In 2024, investors' hopes for a long bull market are evident across industries as the 2023 market rise continues. Long-term investors don't like market swings, but they don't influence their goals.
Longer-term investors don't prioritize market timing. Even if a stock buyer buys in at the correct time to earn a great return, they will eventually find it difficult to replicate often enough to continue that level of return. A long-term investor knows the best strategy is to diversify and add to positions in strong companies regardless of the stock market. Two outstanding companies that could be monster growth stocks worth buying and owning long-term are listed here.
1. Duolingo Learning apps and language certification are offered by Duolingo (NASDAQ: DUOL). Music, arithmetic, and 40 languages are taught by the tech corporation. It's the world's most profitable language-learning app.
The company's share prices have risen 60% in the past year, reflecting its success. The fact that the language learning market is predicted to reach $188 billion by the early 2030s fuels anticipation. That's a big jump from $71 billion.
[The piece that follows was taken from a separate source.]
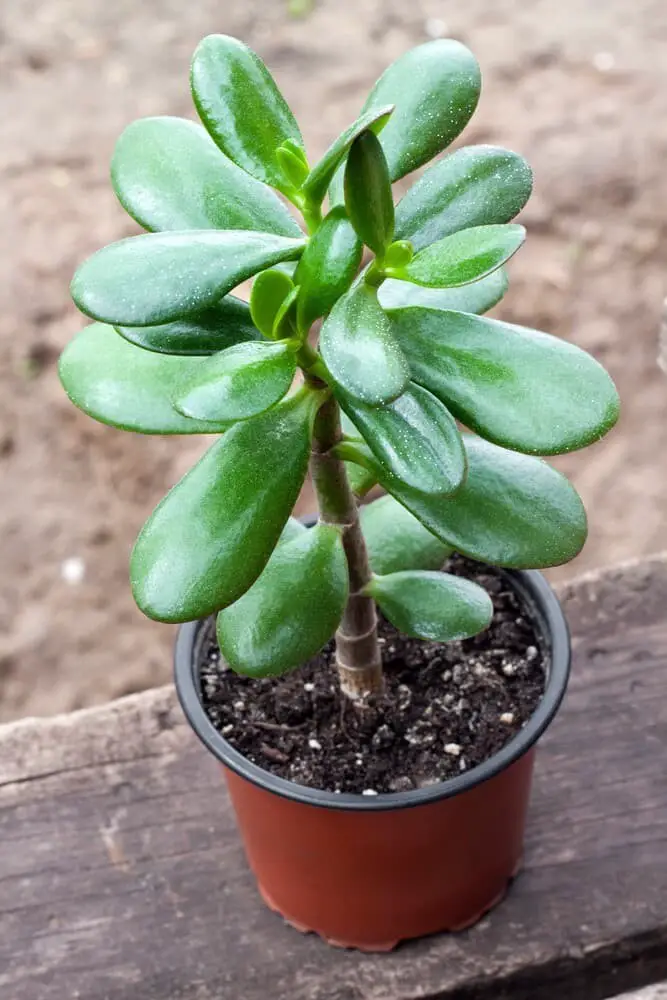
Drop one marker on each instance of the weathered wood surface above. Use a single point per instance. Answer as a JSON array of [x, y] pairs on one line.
[[121, 876], [657, 992]]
Duolingo is expanding beyond language learning to expand its education tech presence. It introduced math and music to the app in late 2023, and more may follow. Duolingo's improved financials and GAAP profitability also boost market enthusiasm. Ad-based free tier or subscription to Duolingo's instructional programs.
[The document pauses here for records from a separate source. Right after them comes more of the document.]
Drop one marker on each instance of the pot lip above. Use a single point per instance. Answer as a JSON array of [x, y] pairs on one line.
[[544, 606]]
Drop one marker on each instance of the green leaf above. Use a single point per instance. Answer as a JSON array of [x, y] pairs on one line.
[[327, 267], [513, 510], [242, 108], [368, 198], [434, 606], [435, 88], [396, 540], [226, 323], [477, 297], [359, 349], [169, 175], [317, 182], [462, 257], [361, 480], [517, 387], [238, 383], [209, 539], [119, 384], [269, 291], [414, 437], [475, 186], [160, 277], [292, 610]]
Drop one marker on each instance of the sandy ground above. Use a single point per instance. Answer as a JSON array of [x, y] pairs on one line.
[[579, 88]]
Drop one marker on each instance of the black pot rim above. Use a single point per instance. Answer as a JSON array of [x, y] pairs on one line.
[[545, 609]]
Duolingo earned $531 million in 2023, $496 million from subscription bookings. Both figures rose 44% and 49% from 2022. Duolingo's 2023 reservations reached $622 million, up 45%. 2023's net income was $16 million, up from 2022's $60 million deficit. 2023 free cash flow was $144 million, up 213% from 2022. Duolingo has 26.9 million daily and 88.4 million monthly users. Both numbers were up 65% and 46% from last year.
Wall Street analysts believe the stock might rise 21% on the median and 31% on the high end in the next year. Taken as a whole, this is a profitable business with huge growth potential in a huge, rapidly expanding addressable market. There may be a compelling buying opportunity for long-term investors.
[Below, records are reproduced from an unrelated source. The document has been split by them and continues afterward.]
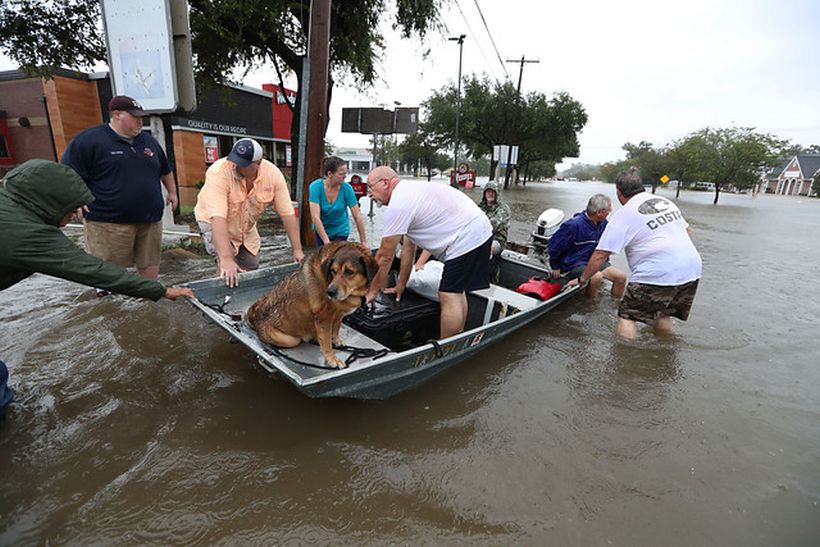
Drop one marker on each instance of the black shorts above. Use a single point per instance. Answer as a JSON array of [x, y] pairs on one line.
[[468, 272], [648, 303]]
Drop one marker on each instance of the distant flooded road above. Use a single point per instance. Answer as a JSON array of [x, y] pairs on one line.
[[140, 423]]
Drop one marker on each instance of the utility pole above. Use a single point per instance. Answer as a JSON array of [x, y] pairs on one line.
[[518, 99], [318, 52], [460, 41]]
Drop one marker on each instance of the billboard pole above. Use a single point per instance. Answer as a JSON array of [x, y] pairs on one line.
[[318, 51], [460, 41]]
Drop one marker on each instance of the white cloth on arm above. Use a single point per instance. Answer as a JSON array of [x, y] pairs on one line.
[[658, 248], [427, 280], [437, 218]]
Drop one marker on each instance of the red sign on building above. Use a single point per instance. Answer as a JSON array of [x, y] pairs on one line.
[[282, 112], [463, 176]]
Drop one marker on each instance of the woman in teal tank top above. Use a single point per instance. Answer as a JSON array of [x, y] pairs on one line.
[[330, 198]]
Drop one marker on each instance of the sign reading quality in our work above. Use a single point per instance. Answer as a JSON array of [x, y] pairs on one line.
[[140, 52]]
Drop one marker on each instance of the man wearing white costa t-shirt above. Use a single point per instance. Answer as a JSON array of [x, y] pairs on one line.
[[664, 263], [445, 222]]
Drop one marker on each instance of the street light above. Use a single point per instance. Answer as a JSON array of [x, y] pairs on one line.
[[460, 41]]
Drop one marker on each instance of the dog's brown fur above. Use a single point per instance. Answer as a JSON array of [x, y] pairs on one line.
[[310, 303]]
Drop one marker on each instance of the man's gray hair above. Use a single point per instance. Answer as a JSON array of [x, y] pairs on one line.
[[629, 183], [598, 202]]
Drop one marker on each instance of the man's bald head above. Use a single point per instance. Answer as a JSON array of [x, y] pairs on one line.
[[380, 183], [380, 172]]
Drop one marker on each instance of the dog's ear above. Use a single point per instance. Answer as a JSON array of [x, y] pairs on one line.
[[371, 267], [326, 264]]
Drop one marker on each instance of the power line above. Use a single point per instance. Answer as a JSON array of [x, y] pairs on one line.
[[477, 41], [491, 39]]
2. Intuitive Surgery Intuitive Surgical (NASDAQ: ISRG) leads surgical robots. This space might be worth $20 billion by 2030, according to some analysts. The precision and improved patient outcomes of surgical robotics systems are in demand. Intuitive's products and services are used in open and minimally invasive surgery. Intuitive Surgical benefits from industry growth, which it dominates. Its innovative business approach boosts sales and profits.
A surgical robotics suite is a big expenditure for a hospital or medical system. Intuitive Surgical systems cost $700,000–$2.5 million. Customers can buy these systems outright through leases or usage-based agreements. Each system has particular tools and accessories that must be changed after a set number of usage. The company earns $700 to $3,600 from instrument and accessory sales for each surgery using one of its systems.
Customers that lease or buy systems from Intuitive Surgical usually sign service contracts. Annual suite costs range from $80,000 to $200,000 per system under those arrangements. A variation on the razor and blade sales strategy, most revenue comes from blade sales. Intuitive Surgical earned $7.1 billion in 2023, up 15% from 2022. In 2023, 83% of Intuitive Surgical's revenue was $5.94 billion from recurring revenue (blades).
The company's recurring revenue percentage has continuously increased. In 2022, 79% of Intuitive Surgical's revenue was recurring, up from 75% in 2021. In 2023, Intuitive Surgical earned $1.8 billion, up 35%. In the past year, the company generated $780 million in free cash flow.
Although few stocks make you rich fast, this is a respectable business that may generate sustainable returns over time. With the market's rise, investors seem to have rediscovered the stock, sending shares up 50% in the past year. Long-term investors may want to reconsider this top healthcare stock.